0
votes

We have a use case where on any action from UI we need to read messages from google pub/sub Topic A synchronously and move those messages to Topic B.

Below is the code that has been written to handle this behavior and this is from Google Pub Sub docs to access a Topic synchronusly.

   public static int subscribeSync(String projectId, String subscriptionId, Integer numOfMessages, int count, String acknowledgementTopic) throws IOException {
    SubscriberStubSettings subscriberStubSettings =
            SubscriberStubSettings.newBuilder()
            .setTransportChannelProvider(
                    SubscriberStubSettings.defaultGrpcTransportProviderBuilder()
                    .setMaxInboundMessageSize(20 * 1024 * 1024) // 20MB (maximum message size).
                    .build())
            .build(); 

    try (SubscriberStub subscriber = GrpcSubscriberStub.create(subscriberStubSettings)) {
        String subscriptionName = ProjectSubscriptionName.format(projectId, subscriptionId);
        PullRequest pullRequest =
                PullRequest.newBuilder()
                .setMaxMessages(numOfMessages)
                .setSubscription(subscriptionName)
                .build(); 

        // Use pullCallable().futureCall to asynchronously perform this operation.
        PullResponse pullResponse = subscriber.pullCallable().call(pullRequest);
        List<String> ackIds = new ArrayList<>();
        for (ReceivedMessage message : pullResponse.getReceivedMessagesList()) {
            // START - CODE TO PUBLISH MESSAGE TO TOPIC B
            **publishMessage(message.getMessage(),acknowledgementTopic,projectId);**
            // END - CODE TO PUBLISH MESSAGE TO TOPIC B
            ackIds.add(message.getAckId());
        }
        // Acknowledge received messages.
        AcknowledgeRequest acknowledgeRequest =
                AcknowledgeRequest.newBuilder()
                .setSubscription(subscriptionName)
                .addAllAckIds(ackIds)
                .build();
        
        // Use acknowledgeCallable().futureCall to asynchronously perform this operation.
        subscriber.acknowledgeCallable().call(acknowledgeRequest);
        count=pullResponse.getReceivedMessagesList().size();
    }catch(Exception e) {
        log.error(e.getMessage());
    }
    return count;
}

Below is the sample code to publish messages to Topic B

public static void publishMessage(PubsubMessage pubsubMessage,String Topic,String projectId) {
    Publisher publisher = null;
    ProjectTopicName topicName =ProjectTopicName.newBuilder().setProject(projectId).setTopic(Topic).build();
    try {
        // Publish the messages to normal topic.
        publisher = Publisher.newBuilder(topicName).build();
    } catch (IOException e) {
        log.error(e.getMessage());
    }

    publisher.publish(pubsubMessage);

}

Is this the right way of handling this use case or this can be handled in someother way. We do not want to use Cloud Dataflow. Can someone let us know if this is fine or there is an issue. The code works but sometimes messages stay on Topic A even after hey are consumed synchronously. Thanks'

1
Can you explain more your use case and why you need to get the message from A and to publish to B then?guillaume blaquiere
@guillaume blaquiere This usecase is a requirement in which the messages have to moved from Topic A to B based on UI action like a button click.vikeng21

1 Answers

2
votes

There are some issues with the code as presented.

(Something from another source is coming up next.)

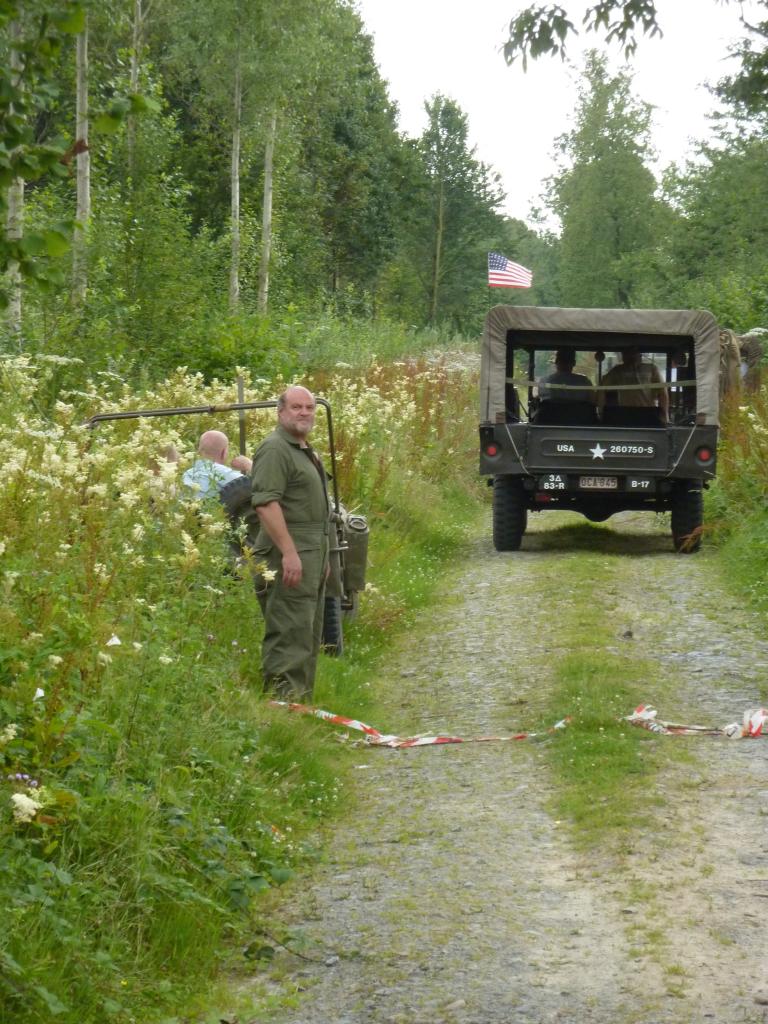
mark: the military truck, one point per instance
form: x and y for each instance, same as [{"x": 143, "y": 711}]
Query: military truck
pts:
[{"x": 613, "y": 449}]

  1. You should really only use synchronous pull if there are specific reasons why you need to do so. In general, it is much better to use asynchronous pull via the client libraries. It will be more efficient and reduce the latency of moving messages from one topic to the other. You do not show how you call subscribeSync, but in order to process messages efficiently and ensure that you actually process all messages, you'd need to be calling it many times in parallel continuously. If you are going to stick with synchronous pull, then you should reuse the SubscriberStub object as recreating it for every call will be inefficient.

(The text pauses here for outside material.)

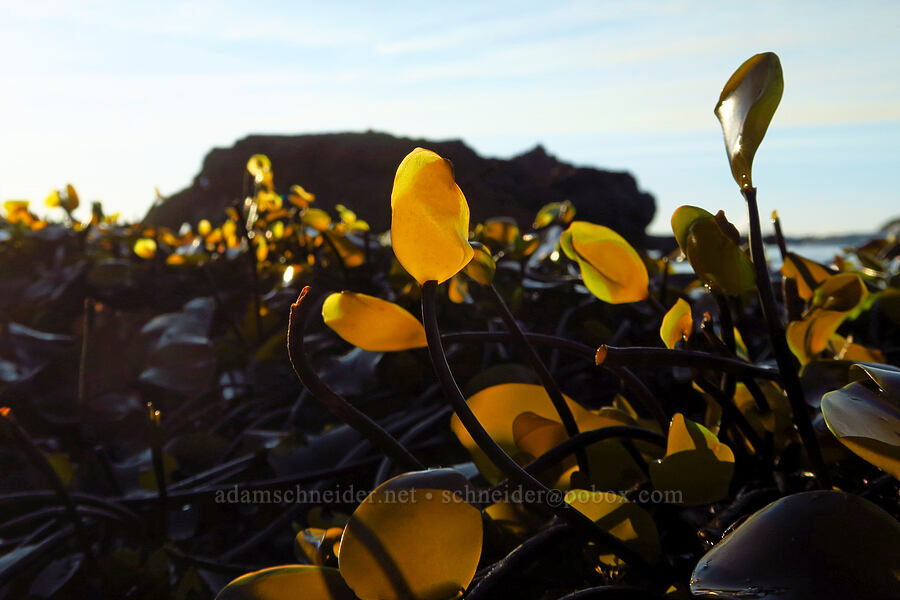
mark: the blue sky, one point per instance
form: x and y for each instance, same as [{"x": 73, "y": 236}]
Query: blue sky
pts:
[{"x": 119, "y": 97}]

  2. You don't reuse your Publisher object. As a result, you are not able to take advantage of the batching that the publisher client can do. You should create the Publisher once and reuse it across your calls for publishes to the same topic. If the passed-in topic can differ across messages, then keep a map from topic to publisher and retrieve the right one from the map.

  3. You don't wait for the result of the call to publish. It is possible that this call fails, but you do not handle that failure. As a result, you could acknowledge the message on the first topic without it having actually been published, resulting in message loss.

With regard to your question about duplicates, Pub/Sub offers at-least-once delivery guarantees, so even with proper acking, it is still possible to receive messages again (typical duplicate rates are around 0.1%). There can be many different reasons for duplicates. In your case, since you are processing messages sequentially and recreating a publisher for every call, it could be that later messages are not acked before the ack deadline expires, which results in redelivery.